Harald en Josine hebben een echt ‘tienergezinshuis’

Harald en Josine* startten in 2011 als pleegouders en besloten na enkele jaren gezinshuisouders te worden. Wij vroegen ze naar hun drijfveren, het reilen en zeilen in hun gezinshuis en de samenwerking met Enver.


Een gezinshuis is een kleinschalige vorm van hulp en zorg voor uithuisgeplaatste kinderen en jongeren. In een gezinshuis vangen gezinshuisouders kinderen en jongeren op in hun gezin in een normale leefomgeving. Gezinshuisouders vormen 24/7 de vaste basis en bieden professionele begeleiding.

 

Wat drijft jullie om gezinshuisouder te zijn?
Harald: “Onze belangrijkste drijfveer is een innerlijke bewogenheid en bevlogenheid met betrekking tot (kwetsbare) jongeren die wij beiden hebben.

We komen allebei uit een relatief groot gezin (vijf kinderen) en hebben een fijne jeugd gehad. Het opgroeien in zo’n fijn gezin was voor ons de basis om ons te kunnen ontwikkelen tot een stabiel persoon en om zelf een gezin te kunnen stichten. Al vroeg in onze relatie kregen we te maken met situaties waaruit bleek dat het opgroeien in een veilig en positief gezin niet voor iedereen is weggelegd.

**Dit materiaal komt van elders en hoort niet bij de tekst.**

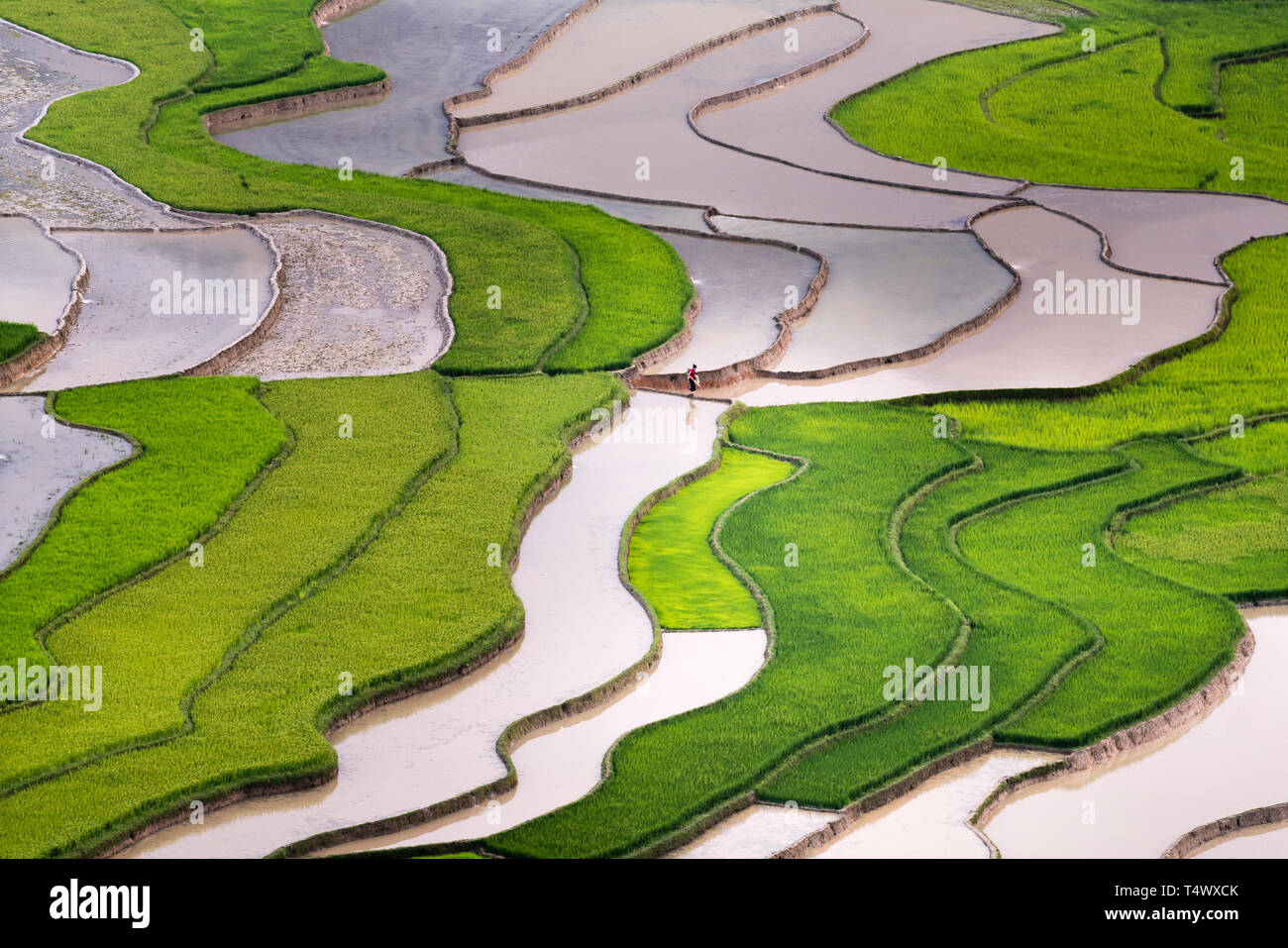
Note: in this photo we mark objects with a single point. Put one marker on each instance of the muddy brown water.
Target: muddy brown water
(1171, 232)
(46, 184)
(119, 335)
(603, 147)
(687, 218)
(361, 300)
(1022, 348)
(617, 39)
(928, 822)
(887, 291)
(1233, 759)
(902, 34)
(755, 832)
(742, 287)
(430, 51)
(37, 274)
(1267, 843)
(565, 762)
(40, 462)
(583, 629)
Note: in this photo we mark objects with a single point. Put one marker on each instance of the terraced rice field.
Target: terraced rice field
(349, 451)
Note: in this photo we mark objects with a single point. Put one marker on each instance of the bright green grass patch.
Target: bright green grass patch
(539, 254)
(671, 561)
(1042, 108)
(1029, 9)
(419, 603)
(1162, 640)
(1232, 541)
(1258, 450)
(1024, 640)
(841, 614)
(16, 338)
(204, 441)
(159, 639)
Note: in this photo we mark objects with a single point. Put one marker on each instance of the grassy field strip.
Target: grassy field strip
(165, 638)
(198, 445)
(16, 338)
(673, 563)
(812, 685)
(1142, 668)
(529, 250)
(441, 607)
(1037, 110)
(1231, 540)
(1025, 640)
(39, 473)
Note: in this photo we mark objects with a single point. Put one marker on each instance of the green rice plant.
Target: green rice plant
(423, 600)
(671, 562)
(844, 608)
(1162, 639)
(16, 338)
(539, 254)
(1232, 541)
(200, 445)
(359, 445)
(1024, 640)
(1029, 9)
(1042, 108)
(1257, 449)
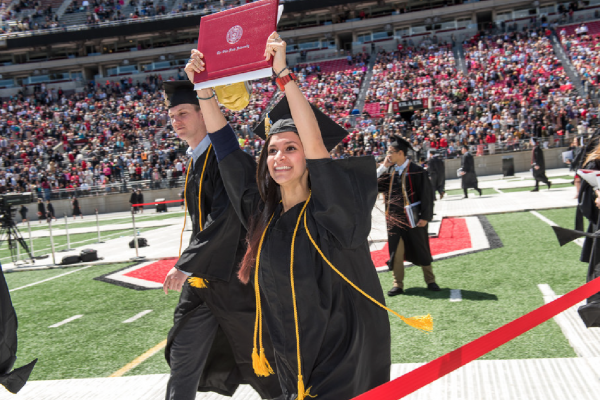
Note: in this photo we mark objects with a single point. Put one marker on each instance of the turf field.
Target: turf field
(497, 286)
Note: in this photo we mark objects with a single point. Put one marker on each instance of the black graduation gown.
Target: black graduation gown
(344, 337)
(537, 159)
(15, 380)
(41, 211)
(76, 209)
(214, 254)
(469, 179)
(416, 240)
(51, 211)
(590, 251)
(437, 174)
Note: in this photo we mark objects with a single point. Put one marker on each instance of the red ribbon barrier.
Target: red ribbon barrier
(156, 202)
(424, 375)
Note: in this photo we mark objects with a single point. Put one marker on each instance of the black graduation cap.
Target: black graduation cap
(280, 120)
(399, 143)
(180, 92)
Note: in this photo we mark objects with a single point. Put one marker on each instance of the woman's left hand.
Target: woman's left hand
(276, 48)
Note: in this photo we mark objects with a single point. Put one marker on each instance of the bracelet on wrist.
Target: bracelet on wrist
(277, 75)
(206, 98)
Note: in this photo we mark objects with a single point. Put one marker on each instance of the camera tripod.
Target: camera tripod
(11, 234)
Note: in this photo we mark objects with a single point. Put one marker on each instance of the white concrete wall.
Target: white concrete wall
(105, 204)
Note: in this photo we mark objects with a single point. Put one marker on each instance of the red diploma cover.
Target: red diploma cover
(233, 44)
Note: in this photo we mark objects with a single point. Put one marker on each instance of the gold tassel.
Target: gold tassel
(255, 361)
(197, 282)
(267, 125)
(423, 322)
(264, 363)
(302, 394)
(260, 364)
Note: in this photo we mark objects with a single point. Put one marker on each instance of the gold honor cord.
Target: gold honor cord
(424, 323)
(194, 281)
(260, 364)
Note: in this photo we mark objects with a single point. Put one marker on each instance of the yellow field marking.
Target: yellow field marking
(140, 359)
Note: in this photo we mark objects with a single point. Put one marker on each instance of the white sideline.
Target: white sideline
(137, 316)
(66, 321)
(49, 279)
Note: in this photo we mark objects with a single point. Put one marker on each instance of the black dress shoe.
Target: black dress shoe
(433, 287)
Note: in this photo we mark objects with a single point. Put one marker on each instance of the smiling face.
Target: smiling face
(286, 160)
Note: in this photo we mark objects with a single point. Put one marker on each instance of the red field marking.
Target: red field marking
(454, 235)
(155, 272)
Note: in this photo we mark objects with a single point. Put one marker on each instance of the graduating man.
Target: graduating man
(437, 174)
(210, 345)
(468, 175)
(15, 380)
(404, 182)
(538, 166)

Daardoor beseften we steeds meer hoe gezegend we waren. En we vroegen ons af: hoe kunnen we dat delen met anderen die niet hetzelfde ‘geluk’ hebben gehad? Hoe kunnen we onze zegeningen vermenigvuldigen door ze te delen? Ook onze christelijke levensovertuiging speelt een belangrijke rol als het gaat om drijfveren. Wij hebben de overtuiging dat we niet alleen voor onszelf hier op deze wereld zijn, maar dat we zijn geschapen in relatie tot de ander. Christelijke waarden zoals naastenliefde, barmhartigheid en omzien naar het kwetsbare en het zwakke, in het bijzonder kinderen, vormen een belangrijke grondslag voor onze keuze om gezinshuisouder te zijn.”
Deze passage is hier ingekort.